The Joint Consultative Council (JCC) filed for judicial review application, seeking information under the Freedom of Information Act relating to the tendering process for the construction of the proposed billion-dollar property at Invader’s Bay.
The JCC, which had sought an order which would mandate the ministry to release the information, had contended the tendering process had been done without going through the Central Tenders Board. The JCC has expressed its concerns about the “opaque request for proposals process” and has insisted the whole process was “fundamentally flawed”.
High Court judge Justice Frank Seepersad, in a landmark ruling, found in favour of the JCC for the construction industry, which was seeking the release of information from Minister of Planning and Sustainable Development Bhoe Tewarie on the Invader’s Bay development.

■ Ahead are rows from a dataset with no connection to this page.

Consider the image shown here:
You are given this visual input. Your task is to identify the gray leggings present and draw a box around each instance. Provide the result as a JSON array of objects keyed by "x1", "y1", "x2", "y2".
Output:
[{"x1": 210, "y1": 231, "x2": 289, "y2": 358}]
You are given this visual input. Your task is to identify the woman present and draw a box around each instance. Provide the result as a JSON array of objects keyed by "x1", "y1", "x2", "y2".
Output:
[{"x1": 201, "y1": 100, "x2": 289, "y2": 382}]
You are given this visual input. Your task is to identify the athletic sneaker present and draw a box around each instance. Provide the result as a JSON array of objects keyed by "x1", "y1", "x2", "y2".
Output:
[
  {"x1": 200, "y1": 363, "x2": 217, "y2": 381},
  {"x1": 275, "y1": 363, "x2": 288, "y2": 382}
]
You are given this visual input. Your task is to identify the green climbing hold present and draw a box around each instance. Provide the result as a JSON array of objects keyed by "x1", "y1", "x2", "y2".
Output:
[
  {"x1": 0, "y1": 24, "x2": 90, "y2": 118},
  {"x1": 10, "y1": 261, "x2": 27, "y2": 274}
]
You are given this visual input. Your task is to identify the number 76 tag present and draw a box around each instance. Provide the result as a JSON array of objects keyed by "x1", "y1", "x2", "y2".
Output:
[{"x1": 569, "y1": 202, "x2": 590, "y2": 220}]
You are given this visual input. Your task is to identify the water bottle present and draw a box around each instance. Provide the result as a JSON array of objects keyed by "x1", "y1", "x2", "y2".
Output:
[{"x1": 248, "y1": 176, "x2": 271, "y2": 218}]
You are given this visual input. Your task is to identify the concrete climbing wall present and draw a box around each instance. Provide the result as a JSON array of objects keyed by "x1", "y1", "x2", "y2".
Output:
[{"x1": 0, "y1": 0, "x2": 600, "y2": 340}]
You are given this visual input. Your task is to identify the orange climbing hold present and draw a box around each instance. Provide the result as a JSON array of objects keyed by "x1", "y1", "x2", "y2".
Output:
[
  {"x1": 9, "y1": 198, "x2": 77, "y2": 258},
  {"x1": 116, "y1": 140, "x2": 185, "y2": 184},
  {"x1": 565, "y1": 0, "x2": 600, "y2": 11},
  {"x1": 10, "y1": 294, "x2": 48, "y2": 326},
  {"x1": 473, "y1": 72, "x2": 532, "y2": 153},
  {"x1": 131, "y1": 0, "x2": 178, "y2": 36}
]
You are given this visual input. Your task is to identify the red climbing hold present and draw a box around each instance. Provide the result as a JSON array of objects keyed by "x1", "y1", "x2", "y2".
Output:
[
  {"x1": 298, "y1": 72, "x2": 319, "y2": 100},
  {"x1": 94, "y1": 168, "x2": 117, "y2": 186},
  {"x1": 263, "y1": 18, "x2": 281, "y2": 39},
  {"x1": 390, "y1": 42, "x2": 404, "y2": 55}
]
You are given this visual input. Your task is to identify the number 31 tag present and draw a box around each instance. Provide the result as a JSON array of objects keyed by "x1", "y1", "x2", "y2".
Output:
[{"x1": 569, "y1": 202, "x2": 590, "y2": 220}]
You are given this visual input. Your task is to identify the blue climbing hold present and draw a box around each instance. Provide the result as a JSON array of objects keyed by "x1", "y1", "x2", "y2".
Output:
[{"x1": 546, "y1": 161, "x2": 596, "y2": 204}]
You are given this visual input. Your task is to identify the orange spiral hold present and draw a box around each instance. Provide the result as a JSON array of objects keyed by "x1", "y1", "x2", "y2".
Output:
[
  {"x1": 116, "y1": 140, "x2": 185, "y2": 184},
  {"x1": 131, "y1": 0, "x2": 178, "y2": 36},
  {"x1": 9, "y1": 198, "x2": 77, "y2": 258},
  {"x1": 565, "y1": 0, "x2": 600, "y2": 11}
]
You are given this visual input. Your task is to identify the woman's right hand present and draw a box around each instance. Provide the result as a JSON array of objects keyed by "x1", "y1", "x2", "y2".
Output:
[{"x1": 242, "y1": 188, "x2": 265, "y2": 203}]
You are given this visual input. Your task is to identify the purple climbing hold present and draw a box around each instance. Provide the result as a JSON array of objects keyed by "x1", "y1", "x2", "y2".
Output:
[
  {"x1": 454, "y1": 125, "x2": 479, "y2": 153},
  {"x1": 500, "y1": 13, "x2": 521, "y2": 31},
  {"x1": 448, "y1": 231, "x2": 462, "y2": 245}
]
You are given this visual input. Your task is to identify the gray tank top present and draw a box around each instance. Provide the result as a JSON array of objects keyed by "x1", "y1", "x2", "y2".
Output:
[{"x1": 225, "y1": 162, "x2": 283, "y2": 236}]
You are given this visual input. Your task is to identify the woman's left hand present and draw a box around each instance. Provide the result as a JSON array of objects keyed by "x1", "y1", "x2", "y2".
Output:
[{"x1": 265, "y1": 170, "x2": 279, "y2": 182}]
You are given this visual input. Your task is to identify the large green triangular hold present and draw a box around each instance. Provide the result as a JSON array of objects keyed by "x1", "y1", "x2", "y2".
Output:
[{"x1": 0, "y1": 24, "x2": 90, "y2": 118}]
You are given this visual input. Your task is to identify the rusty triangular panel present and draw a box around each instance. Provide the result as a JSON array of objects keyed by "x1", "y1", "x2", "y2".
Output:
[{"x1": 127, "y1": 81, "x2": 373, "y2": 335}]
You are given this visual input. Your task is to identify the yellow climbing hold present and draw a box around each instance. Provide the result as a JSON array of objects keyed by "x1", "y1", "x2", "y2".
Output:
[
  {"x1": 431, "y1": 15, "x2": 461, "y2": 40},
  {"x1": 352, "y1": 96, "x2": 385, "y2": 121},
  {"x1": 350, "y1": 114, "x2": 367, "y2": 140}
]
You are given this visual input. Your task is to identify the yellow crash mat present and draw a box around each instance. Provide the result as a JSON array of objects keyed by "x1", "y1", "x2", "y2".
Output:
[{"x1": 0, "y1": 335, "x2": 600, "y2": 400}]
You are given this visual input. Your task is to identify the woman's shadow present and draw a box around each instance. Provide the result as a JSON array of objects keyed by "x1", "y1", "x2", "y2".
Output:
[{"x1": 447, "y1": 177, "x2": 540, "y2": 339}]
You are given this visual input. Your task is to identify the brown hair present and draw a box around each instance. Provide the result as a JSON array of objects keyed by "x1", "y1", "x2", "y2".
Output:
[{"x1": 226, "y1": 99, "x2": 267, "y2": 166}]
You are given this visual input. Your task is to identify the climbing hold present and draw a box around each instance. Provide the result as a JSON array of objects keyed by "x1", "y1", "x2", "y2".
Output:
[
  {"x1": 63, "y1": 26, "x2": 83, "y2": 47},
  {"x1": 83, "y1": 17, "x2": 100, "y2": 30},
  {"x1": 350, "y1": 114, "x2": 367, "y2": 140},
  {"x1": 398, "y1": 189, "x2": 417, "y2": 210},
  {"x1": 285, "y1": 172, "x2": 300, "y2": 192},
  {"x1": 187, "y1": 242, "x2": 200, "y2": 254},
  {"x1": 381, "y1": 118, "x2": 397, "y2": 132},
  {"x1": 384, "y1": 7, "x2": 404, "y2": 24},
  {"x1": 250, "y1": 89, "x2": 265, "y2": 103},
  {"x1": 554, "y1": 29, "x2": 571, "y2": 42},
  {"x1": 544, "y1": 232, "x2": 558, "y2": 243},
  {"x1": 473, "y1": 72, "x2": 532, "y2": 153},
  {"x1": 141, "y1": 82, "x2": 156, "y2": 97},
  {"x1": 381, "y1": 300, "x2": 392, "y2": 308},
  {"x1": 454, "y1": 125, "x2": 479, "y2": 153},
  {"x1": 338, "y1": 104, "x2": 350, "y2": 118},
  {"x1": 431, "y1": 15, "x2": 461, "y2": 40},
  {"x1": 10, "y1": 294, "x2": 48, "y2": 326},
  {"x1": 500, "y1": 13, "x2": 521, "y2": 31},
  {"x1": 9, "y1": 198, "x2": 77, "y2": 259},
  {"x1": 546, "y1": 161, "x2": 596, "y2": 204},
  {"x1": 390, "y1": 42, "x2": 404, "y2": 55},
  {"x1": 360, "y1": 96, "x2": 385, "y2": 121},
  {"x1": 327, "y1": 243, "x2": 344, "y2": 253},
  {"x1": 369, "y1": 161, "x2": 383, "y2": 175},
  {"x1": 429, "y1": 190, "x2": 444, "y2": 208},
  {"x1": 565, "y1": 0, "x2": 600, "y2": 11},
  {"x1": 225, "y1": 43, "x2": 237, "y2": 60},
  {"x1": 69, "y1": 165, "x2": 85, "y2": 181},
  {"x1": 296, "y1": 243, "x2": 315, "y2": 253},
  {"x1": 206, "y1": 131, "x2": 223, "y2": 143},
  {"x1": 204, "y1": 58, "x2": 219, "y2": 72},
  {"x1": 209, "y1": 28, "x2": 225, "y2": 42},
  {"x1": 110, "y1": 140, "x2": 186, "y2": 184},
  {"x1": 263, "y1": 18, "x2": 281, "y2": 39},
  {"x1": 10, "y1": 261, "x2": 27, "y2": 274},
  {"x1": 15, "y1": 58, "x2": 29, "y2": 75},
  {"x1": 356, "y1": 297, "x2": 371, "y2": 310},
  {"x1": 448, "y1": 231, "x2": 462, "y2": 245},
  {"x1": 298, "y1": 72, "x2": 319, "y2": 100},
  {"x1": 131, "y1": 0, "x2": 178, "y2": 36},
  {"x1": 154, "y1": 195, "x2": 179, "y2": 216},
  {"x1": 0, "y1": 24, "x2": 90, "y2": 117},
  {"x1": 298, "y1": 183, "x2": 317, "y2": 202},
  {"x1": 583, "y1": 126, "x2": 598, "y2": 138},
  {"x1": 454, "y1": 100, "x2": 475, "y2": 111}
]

The Government has however appealed the ruling and there is a stay of the execution of the order to release the information.
Attorneys representing the minister had insisted documents being requested by the JCC for the construction industry, which concerned legal advice received by the ministry, in relation to the tendering process for the Invader’s Bay project in Port of Spain, were exempt under the Freedom of Information Act.
However, in his judgment, Justice Seepersad stated there must always be transparency in any project undertaken by Government and all attempts should be made as to dispel any perception of financial impropriety or misappropriation of public funds in the carrying out of those projects.
“Recently, the issue of procurement legislation has engaged the attention of Par-
liament, much to the approval of civil society. After 51 years of Independence, the society must demand transparency, and legislative moves in that direction should be welcomed and applauded,” said the judge.
Seepersad said the proposed development of Invader’s Bay was of national concern and accountability by Government for its decisions and actions is of utmost importance in a democratic society.
He said the refusal to release such information could result in a breakdown of public trust and confidence in the Government and could create a perception that there may have been misfeasance in the tendering process.
“Every effort therefore ought to be made to avoid such a circumstance and if there is a valid and legally sound rationale for the adoption of the request for proposals process, then it must be in the public interest to disclose it and the rational behind the process adopted ought not be cloaked by a veil of secrecy,” said Seepersad.